A broken record, a strategy of
I just need to make do until the
sun rises and I can slink into the day. 
When they propose fight or flight, 
they never quite reference 
the third option of survival. 

As much as you have convinced
yourself that we are the same, 
that we tumbled into a category
explaining the nature of our actions,
our nurture was, is fundamentally unique.
Because when I said no, when I said no 
you countered with a yes that
was insistent and terrifying and
left little room for interpretation.

There is a recurring dream that
haunts my sleep from time to time.
I am being stalked by a lion, it has
the clear intentions of harming me.
I did not realize that the Sandman
could drift into my reality hiding
behind a lavish dinner invitation. 

February 21, 2016

Adjectives

I write when I am inspired, when everything that rests within my heart and soul feels like it will bubble up to the surface ready to explode, a summertime soda shaken one too many times.

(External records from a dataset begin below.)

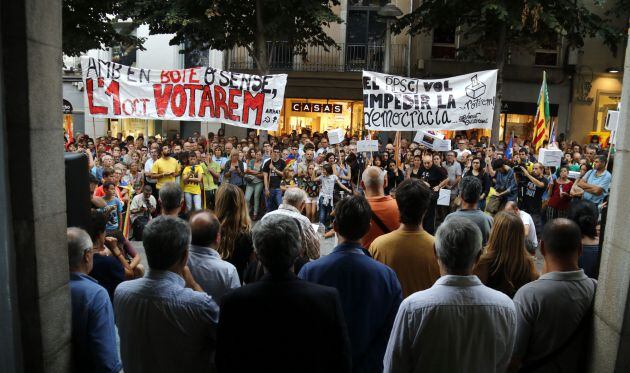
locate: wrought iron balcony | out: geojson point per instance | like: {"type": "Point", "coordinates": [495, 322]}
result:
{"type": "Point", "coordinates": [348, 57]}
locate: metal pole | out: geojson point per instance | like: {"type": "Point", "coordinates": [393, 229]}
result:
{"type": "Point", "coordinates": [409, 43]}
{"type": "Point", "coordinates": [388, 45]}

I have not written much lately as I was not ready to say the things out loud that have been casting a shadow over my thoughts and emotions. That being said, the benefit of writing, particularly using a medium such as Blogger, is that my audience is anonymous. Yes, I can run Google Analytics if I so choose, and yes, to some degree I am aware that those views from Mexico are most likely from one asshole heartbreaker in particular. Outside of that, though, I might as well be sitting on the roof of Kerckhoff Hall again, letting the still air of a Hotel California night swallow the silence between two planets orbiting a sun doomed to implode.

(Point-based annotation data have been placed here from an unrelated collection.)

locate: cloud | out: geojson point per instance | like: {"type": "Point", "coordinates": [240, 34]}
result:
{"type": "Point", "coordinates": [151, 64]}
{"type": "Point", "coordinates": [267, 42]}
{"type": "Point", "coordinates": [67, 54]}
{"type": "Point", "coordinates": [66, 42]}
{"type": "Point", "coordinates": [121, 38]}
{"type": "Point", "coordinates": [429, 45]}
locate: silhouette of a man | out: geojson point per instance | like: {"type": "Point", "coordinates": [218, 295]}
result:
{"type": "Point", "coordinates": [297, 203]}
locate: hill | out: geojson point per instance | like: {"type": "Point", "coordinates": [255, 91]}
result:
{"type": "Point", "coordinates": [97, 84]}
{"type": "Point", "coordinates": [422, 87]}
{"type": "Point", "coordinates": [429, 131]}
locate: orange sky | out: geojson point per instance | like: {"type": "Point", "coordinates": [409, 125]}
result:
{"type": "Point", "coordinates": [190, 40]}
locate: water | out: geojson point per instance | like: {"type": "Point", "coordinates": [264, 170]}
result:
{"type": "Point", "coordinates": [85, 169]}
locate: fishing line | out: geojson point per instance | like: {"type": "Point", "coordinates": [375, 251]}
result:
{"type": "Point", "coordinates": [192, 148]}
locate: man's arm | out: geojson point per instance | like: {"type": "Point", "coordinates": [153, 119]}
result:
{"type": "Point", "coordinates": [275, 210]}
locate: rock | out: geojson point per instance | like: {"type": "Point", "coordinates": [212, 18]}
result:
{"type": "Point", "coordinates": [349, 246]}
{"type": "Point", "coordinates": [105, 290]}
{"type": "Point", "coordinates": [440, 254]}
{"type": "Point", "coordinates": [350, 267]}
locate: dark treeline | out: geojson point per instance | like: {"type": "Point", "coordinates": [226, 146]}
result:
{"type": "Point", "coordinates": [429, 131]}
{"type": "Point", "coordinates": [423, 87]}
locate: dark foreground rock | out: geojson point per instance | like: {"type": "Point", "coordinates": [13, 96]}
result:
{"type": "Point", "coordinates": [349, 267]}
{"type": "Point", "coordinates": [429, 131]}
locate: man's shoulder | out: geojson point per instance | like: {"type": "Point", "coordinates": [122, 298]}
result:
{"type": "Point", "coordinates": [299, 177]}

In the past year, I have been called *in no particular order*:
~ cute ~ feisty ~ sexy ~ attractive ~ ambitious ~ charming ~ unique ~ weird ~

Cool story, bros, but let us think about things a bit differently. Shall we?


I am a woman. 

I am curvy and beautiful and soft and sensual and affectionate. I have a body that performs small miracles every single day. 

I am a woman. 

I am driven and hold myself to high standards and shoot for the moon. I have a mind that allows me to solve complex problems and achieve seemingly lofty goals. 

I am a woman. 

I am honest and strange and more comfortable in my own skin than I have ever been before. Despite everything I have held on to my ability to be vulnerable, to consciously choose to let others in.  

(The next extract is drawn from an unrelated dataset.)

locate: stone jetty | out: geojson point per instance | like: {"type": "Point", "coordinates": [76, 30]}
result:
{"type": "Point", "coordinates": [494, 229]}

So, go ahead, tell me I am cute with my citrus print dress, backwards cap, and penny board. Feel free to call me feisty when I request that you leave because your antics are no longer amusing. You don't need to remind me that I'm sexy and attractive; I'm fully aware of my curves yo. When I surpass you as I tumble down my career path at lightning speed, I am happy to be labeled "ambitious." And when you are in the process of trying to piece me together, like a 1,000 piece puzzle, I will gladly accept charming, unique, and weird because an opinion without pi is just an onion. 

Nouns and verbs and adjectives aside, if you would like to paint my picture it would behoove you to remember that I am not trapped in the midst of a scream and there is not a hidden message behind my timeless smile.